A prime market
On October 1, 2019, Amazon announced the launch of Amazon Intellectual Property Accelerator (IP Accelerator) in a post by its vice president of worldwide customer trust and partner support, Dharmesh Mehta. Geared toward small and midsize businesses, the IP Accelerator is designed to connect sellers who use Amazon’s marketplace with designated IP law firms that can help them apply for U.S. trademarks for their brand and products. (Once a seller has applied for a trademark through the IP Accelerator, Amazon may also offer additional “brand protection” measures through its Brand Registry, like screening for potentially fraudulent listings and greater autonomy over product details as they appear on the website.) According to Amazon, the goal is to encourage sellers to bolster their intellectual property and brand rights. As some commentators have pointed out, however, this also represents a potentially significant foray into the legal services market for the massive technology company.
The IP Accelerator is found on Amazon’s Service Provider Network, which includes a disclaimer that all listings—legal services or otherwise—are intended as informational resources. For the IP Accelerator, those resources include a list of (currently) 11 specific law firms, all offering three specific services at prenegotiated rates. Quoting the IP Accelerator’s FAQ page, those services include:
- A high-level brand search of Trademark Office records for relevant pending applications or registrations (maximum service fee: $500)
- A comprehensive brand review including Trademark Office records and unregistered uses (maximum service fee: $1,800)
- Filing a U.S. trademark application (maximum service fee: $600, plus government fees)
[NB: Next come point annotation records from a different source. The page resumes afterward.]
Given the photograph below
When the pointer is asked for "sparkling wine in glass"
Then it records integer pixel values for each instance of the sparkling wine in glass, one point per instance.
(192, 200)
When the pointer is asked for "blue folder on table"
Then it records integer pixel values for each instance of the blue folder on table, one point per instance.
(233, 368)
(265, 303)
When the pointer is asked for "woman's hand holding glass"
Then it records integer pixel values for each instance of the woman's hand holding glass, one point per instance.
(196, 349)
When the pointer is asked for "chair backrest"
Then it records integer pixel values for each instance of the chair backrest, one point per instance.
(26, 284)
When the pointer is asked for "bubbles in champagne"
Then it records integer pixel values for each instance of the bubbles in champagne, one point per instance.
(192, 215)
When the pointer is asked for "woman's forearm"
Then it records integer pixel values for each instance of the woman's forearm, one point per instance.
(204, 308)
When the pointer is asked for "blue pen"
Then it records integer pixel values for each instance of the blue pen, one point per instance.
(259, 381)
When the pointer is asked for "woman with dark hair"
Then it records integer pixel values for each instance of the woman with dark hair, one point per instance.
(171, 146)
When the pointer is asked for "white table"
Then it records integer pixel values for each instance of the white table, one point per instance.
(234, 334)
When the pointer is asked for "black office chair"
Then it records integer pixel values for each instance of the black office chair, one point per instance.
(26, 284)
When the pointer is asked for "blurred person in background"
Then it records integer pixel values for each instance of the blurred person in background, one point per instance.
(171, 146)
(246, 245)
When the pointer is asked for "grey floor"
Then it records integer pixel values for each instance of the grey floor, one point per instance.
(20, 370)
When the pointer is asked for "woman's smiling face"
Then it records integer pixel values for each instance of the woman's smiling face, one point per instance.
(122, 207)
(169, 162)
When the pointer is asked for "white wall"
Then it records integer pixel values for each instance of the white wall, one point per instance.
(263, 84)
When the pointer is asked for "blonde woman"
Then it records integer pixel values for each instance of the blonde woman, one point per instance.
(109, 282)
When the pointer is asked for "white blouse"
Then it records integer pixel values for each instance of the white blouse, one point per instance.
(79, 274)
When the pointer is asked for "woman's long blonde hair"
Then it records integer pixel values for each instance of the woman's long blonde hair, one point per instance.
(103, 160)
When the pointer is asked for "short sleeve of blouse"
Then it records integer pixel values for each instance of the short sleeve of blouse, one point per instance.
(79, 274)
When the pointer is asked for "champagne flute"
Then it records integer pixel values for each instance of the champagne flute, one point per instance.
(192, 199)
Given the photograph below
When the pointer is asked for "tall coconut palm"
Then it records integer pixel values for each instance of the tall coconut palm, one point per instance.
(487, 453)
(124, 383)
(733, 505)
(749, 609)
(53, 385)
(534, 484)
“Amazon has vetted the participating IP law firms for experience, expertise, and customer service,” Mehta notes in his blog post announcing the launch. Notably, Amazon sellers, who are all potential clients of these 11 law firms, are given the ability to vet the firms themselves within the IP Accelerator by browsing what resembles, in many ways, a typical Amazon marketplace experience (see image below). Verified customers of the IP Accelerator firms may issue ratings between one and five stars as well as post open-ended reviews describing their experiences. The law firms list their areas of specialization, the languages in which their services are available, as well as some branding of their own that might include the firm’s full name, logo, and other marketing material. Amazon sellers are not able to purchase legal services directly through the IP Accelerator but instead have the option to “Contact Provider” if interested—an option that is available only to sellers in particular countries and users with valid merchant accounts.
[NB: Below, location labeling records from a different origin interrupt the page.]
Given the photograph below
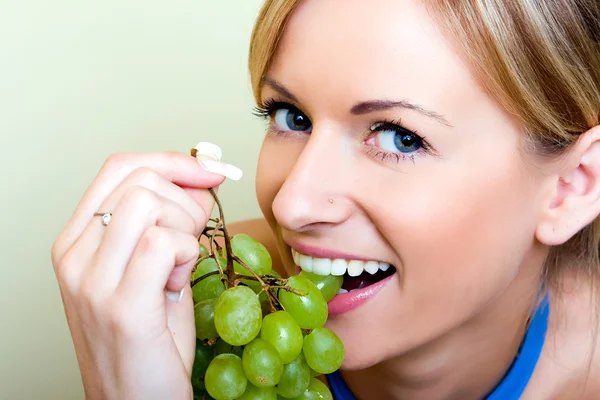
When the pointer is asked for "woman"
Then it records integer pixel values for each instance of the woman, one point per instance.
(456, 141)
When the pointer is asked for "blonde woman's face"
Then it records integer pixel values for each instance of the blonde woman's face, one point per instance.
(382, 146)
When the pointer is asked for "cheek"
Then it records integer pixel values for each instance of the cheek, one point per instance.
(478, 221)
(271, 173)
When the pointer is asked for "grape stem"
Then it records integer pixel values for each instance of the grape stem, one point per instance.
(229, 271)
(198, 280)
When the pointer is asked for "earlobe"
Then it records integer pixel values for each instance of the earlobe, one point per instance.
(576, 196)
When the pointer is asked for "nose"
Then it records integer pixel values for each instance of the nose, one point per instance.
(316, 192)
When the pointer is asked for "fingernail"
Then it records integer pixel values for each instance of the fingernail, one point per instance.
(208, 151)
(209, 157)
(175, 296)
(220, 168)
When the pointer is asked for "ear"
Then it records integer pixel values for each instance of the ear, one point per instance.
(576, 196)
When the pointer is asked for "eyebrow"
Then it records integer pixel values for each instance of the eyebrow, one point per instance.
(366, 107)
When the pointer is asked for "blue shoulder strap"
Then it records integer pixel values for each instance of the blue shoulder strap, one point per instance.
(516, 379)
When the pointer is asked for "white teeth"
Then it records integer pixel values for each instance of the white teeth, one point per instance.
(338, 267)
(305, 262)
(355, 268)
(296, 257)
(371, 267)
(321, 266)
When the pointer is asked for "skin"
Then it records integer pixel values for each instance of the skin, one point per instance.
(467, 225)
(485, 222)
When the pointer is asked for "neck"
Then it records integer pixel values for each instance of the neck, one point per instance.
(466, 363)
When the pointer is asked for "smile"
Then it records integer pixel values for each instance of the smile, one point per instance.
(363, 279)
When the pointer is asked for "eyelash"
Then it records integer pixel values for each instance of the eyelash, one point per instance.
(266, 109)
(397, 126)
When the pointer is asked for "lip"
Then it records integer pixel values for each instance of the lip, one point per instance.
(324, 253)
(344, 303)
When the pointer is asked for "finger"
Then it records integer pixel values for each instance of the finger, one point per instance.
(180, 169)
(164, 257)
(139, 210)
(89, 242)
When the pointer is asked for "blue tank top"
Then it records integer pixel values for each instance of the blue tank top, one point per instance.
(517, 377)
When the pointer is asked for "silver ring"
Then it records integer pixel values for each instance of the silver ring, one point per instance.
(106, 217)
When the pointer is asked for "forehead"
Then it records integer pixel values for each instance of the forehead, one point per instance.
(351, 50)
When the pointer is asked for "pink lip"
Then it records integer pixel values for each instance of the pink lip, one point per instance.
(324, 253)
(344, 303)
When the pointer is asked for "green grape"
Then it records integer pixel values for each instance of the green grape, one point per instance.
(282, 331)
(252, 253)
(317, 390)
(329, 285)
(324, 351)
(255, 393)
(210, 287)
(203, 251)
(310, 309)
(225, 379)
(238, 316)
(204, 355)
(262, 363)
(204, 316)
(223, 347)
(295, 378)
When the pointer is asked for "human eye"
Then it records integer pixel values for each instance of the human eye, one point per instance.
(284, 117)
(390, 141)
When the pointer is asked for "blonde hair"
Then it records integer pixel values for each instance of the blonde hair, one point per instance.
(539, 59)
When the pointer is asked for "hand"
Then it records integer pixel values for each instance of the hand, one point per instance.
(131, 341)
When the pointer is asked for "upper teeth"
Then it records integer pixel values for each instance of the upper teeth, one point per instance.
(338, 266)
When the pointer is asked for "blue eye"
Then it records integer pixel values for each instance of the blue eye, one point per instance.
(288, 119)
(396, 139)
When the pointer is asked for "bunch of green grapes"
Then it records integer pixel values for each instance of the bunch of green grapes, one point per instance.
(260, 336)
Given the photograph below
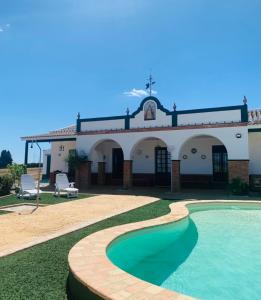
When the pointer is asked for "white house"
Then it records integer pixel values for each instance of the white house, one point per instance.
(155, 146)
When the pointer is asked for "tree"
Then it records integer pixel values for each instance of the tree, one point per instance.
(16, 172)
(5, 158)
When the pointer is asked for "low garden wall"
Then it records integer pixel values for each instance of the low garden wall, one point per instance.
(31, 171)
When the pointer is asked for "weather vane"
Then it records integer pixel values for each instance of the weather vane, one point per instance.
(150, 84)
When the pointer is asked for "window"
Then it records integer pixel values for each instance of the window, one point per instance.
(163, 161)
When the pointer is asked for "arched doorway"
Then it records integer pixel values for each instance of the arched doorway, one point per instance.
(151, 162)
(203, 163)
(107, 163)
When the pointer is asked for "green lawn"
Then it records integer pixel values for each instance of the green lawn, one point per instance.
(46, 198)
(41, 272)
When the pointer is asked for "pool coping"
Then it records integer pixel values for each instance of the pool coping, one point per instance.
(89, 264)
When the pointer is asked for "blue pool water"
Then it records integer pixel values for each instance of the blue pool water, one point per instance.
(213, 254)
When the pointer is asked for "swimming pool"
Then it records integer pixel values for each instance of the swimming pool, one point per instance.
(212, 254)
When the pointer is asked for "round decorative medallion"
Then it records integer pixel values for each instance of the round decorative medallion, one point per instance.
(194, 150)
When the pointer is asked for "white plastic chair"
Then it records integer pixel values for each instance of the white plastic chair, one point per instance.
(27, 187)
(62, 184)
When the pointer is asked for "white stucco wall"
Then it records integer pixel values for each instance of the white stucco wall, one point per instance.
(161, 120)
(144, 156)
(103, 152)
(212, 117)
(174, 139)
(58, 157)
(45, 154)
(194, 164)
(103, 125)
(255, 153)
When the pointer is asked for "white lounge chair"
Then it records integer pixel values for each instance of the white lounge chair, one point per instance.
(62, 184)
(27, 187)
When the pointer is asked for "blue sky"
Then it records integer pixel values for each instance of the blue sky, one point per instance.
(58, 57)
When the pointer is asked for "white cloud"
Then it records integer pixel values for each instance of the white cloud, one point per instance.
(139, 93)
(4, 27)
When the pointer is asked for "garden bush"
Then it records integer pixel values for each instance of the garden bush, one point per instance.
(6, 183)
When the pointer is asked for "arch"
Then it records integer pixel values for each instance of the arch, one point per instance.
(203, 162)
(151, 162)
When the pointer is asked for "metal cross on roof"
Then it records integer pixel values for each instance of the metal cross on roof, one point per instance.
(150, 84)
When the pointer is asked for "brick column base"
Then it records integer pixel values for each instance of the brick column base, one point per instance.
(101, 173)
(238, 168)
(127, 174)
(175, 176)
(83, 175)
Amazon draws a clear connection between the IP Accelerator and small and midsize businesses protecting their brand, with Mehta touting the program’s appeal in a statement to the United States House of Representatives’ Committee on Small Business earlier this month. Amazon’s basic argument: trademarking is good for their sellers and good for the health of its marketplace, and the IP Accelerator is a means of connecting sellers with legal service providers prepared to offer those solutions.
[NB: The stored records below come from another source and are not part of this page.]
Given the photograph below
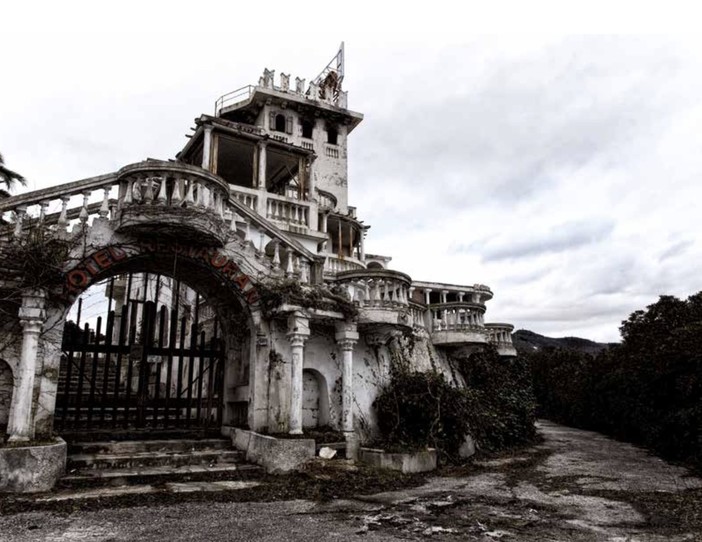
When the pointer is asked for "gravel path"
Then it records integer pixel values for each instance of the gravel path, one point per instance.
(575, 486)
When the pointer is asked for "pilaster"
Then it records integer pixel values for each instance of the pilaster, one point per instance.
(32, 315)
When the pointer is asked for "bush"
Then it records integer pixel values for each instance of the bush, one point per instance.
(417, 410)
(646, 390)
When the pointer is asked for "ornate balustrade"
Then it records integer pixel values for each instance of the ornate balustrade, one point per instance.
(334, 265)
(288, 211)
(381, 295)
(59, 207)
(247, 196)
(501, 336)
(457, 323)
(177, 199)
(457, 316)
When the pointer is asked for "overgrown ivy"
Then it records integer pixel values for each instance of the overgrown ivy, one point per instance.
(274, 294)
(38, 258)
(422, 409)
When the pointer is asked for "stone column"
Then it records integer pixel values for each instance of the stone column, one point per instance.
(262, 164)
(298, 333)
(32, 315)
(207, 148)
(346, 337)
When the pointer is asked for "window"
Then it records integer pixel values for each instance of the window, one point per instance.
(280, 123)
(307, 129)
(332, 135)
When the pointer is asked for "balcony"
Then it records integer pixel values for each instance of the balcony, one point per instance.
(382, 296)
(457, 323)
(501, 336)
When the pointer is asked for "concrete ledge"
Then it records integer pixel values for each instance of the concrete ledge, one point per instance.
(405, 462)
(275, 455)
(31, 469)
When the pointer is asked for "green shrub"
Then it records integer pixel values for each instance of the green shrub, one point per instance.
(422, 409)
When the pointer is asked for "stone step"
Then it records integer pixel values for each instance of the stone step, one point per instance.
(106, 433)
(84, 494)
(151, 459)
(152, 475)
(114, 447)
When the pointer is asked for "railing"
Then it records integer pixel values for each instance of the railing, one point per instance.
(334, 265)
(233, 97)
(376, 288)
(282, 209)
(457, 316)
(169, 184)
(332, 151)
(417, 312)
(500, 334)
(247, 196)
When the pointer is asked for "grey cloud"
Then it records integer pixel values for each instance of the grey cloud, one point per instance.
(561, 237)
(675, 250)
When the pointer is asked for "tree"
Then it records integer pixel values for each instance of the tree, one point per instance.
(8, 179)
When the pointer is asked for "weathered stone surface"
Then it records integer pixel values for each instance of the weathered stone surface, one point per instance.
(423, 461)
(29, 469)
(327, 453)
(275, 455)
(467, 449)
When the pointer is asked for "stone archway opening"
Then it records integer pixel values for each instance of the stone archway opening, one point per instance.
(142, 348)
(315, 399)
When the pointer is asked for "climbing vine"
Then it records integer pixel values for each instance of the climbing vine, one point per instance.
(275, 293)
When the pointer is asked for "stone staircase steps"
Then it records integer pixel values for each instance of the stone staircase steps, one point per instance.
(101, 467)
(160, 445)
(152, 459)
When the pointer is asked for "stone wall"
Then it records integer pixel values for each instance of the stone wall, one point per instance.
(6, 382)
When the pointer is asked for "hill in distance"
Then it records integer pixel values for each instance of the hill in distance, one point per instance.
(526, 341)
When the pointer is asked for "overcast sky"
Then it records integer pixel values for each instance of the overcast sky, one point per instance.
(562, 171)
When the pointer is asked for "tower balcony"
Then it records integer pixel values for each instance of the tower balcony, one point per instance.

It should be noted that Amazon does not require sellers to use any of the 11 law firms to join its Brand Registry—the requirement is only that the seller has a trademark (or a trademark application filed through the IP Accelerator). What impact this type of law firm referral will have on the market for legal services, however, remains to be seen. By some estimates, there are nearly 3 million active sellers on Amazon, which has curated a list of just 11 law firms it recommends at discounted rates. This entire initiative raises questions. What methodologies did the technology juggernaut use to vet its IP Accelerator law firms and how does it define quality? What role do client reviews play regarding what firms remain on the list? How were rates determined? Does Amazon use any of these law firms for its own IP work? Is IP the only type of legal service that will receive this treatment, or will all of us soon be able to shop for any legal service on Amazon?